Canadians offered 18-month parental leave: Can you afford it?

In the Liberal Government’s newly released 2017 budget, parental leave has been extended from 12 to 18 months. This actually has both benefits and pitfalls for parents.

With this new policy, parents won’t receive any more money from employment insurance, but they have the option of stretching their existing payout over a longer period of time. So, while EI benefits would pay 55 per cent of your salary over 12 months of parental leave, Canadians now have the choice of taking 33 per cent over 18 months instead. And there’s a cap. The maximum payout is $543 per week over 12 months. Stretching your leave to 18 months means you would receive a maximum of $362 a week.

One of the benefits of this is that it can help parents with the issue of finding affordable daycare. Obviously the longer a parent stays home with their new baby, the less time the child will spend in daycare. Also – my wife and I went through this search just a few years ago – daycare is much more expensive and hard to find for children under 18 months of age.
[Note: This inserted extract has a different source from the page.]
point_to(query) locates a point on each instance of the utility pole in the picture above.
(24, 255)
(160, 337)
Of course, one of the drawbacks to 18 months of paternity leave is that few people can live off merely 33 per cent of their salary. Taking two-thirds off your paycheque would often be a bigger financial hit than the cost of daycare. So, it remains to be seen how many families will be able to afford taking advantage of this new policy.

Some employers do offer top-up benefits to add to what new parents receive from EI, but will they extend these over an extra six months? Companies are going to have to decide what effect these new extended periods of leave will have on such policies.

The impact on businesses is another potential pitfall with parents taking a year and a half off work. Companies must protect new parents’ jobs while they’re on leave, but 18 months is a long time to be off work. Recent studies have shown that the average tenure in any one job for most Canadians is just under two years. That means that a person could find themselves returning from parental leave to find a whole new team in place. That team would also likely be working on completely different projects with new targets and new technologies than they had when they left.

The business world moves that fast now, and companies making decisions based on hitting this quarter’s numbers or shifting departments for a six-month plan. Returning to your job after 18 months off will often be much more like starting a whole new job – requiring a fresh onboarding and training. This means that workers could see their careers set back due to the lack of skills development and could find themselves pushed to the back of the line for opportunities for advancement.

Of course, if you can afford it, and your career can endure the time away, the biggest benefit of all to an extended parental leave is that time you get to spend with your new baby. Those are moments you’ll never get back.